We edit the configmap for DNS config:

k edit -n kube-system configmap/coredns

to add a dnstap line:

Corefile: |
    .:53 {
      ...
      dnstap /var/run/dns/dnstap.sock full
    }

and patch the coredns deployment:

spec:
  template:
    spec:
      containers:
      - name: coredns
        volumeMounts:
        - mountPath: /var/run/dns
          name: run-dns
      volumes:
      - hostPath:
          path: /var/run/dns
          type: ""
        name: run-dns
k patch deployment -n kube-system coredns --patch-file coredns-patch.yaml

In ovn-kubernetes localdev, CoreDNS is targetted as a service that is not necessarily running on the same node as our pod. We make sure we have a single instance of CoreDNS so that everything runs on the same node:

k scale deployment -n kube-system coredns --replicas=1

We will be able to experiment on the node where CoreDNS is running:

$ k get -n kube-system pods -o wide -l k8s-app=kube-dns
NAME                       READY   STATUS    RESTARTS   AGE   IP           NODE         NOMINATED NODE   READINESS GATES
coredns-7ddb785f56-p49fh   1/1     Running   0          77m   10.244.0.4   ovn-worker   <none>           <none>

We need to load our image into Kind: this involves building an image locally, then exporting it with podman save localhost/dnsflow:0.0.1 -o dnsflow.tar then load it with sudo kind load image-archive dnsflow.tar --name ovn

See Containerfile, dnsflowdaemon.yaml, rolebinding.yaml

We can run a pod on a specific node

k create namespace abc
k apply -f efw.yaml
k run -n abc --overrides="{\"spec\": {\"nodeSelector\": { \"kubernetes.io/hostname\": \"ovn-worker\" } } }"  --restart=Never --rm -ti --image alpine  myclient  -- sh

in OpenShift

oc patch dns.operator.openshift.io default --type merge --patch '{"spec":{"managementState":"Unmanaged"}}'
oc edit configmap -n openshift-dns dns-default
# container is now called dns instead of coredns:
oc patch daemonset -n openshift-dns dns-default --patch-file coredns-patch.yaml
# cluster-role is now called openshift-ovn-kubernetes-controller instead of ovn-kubernetes
oc apply -f rolebinding.yaml
# check the image tag:
oc apply -f dnsflowdaemon.yaml

There is some permission issue where the coredns container cannot access the dnstap socket. CoreDNS runs using a specific selinuxcontext. Doc on hostpath for persistent storage mentions the need to run in privileged mode.
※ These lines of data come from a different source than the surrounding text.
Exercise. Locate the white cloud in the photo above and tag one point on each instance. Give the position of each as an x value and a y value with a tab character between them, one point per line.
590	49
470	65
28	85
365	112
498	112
Instead we can fix a specific selinux context for CoreDNS:

spec:
  template:
    spec:
      containers:
      - name: dns
        securityContext:
          seLinuxOptions:
            level: "s0:c900,c901"

so we can now run

chcon system_u:object_r:container_file_t:s0:c900,c901 /var/run/dns/dnstap.sock

making sure the file is now accessible.

This can be done by specifying -secon system_u:object_r:container_file_t:s0:c900,c901.

Results for now:

  • when the pod starts, if it immediately sends a DNS query, it is "lost" from dnsflow, which is only checking for new pods every 10s. For this we should watch for resource updates.
  • right after the DNS query, it takes ~2s (or, 2 lost pings) before the flow gets installed.

It should be due (in part) to CoreDNS dnstap plug-in flush timeout and probably also caused a little bit by the time it takes to add the flow.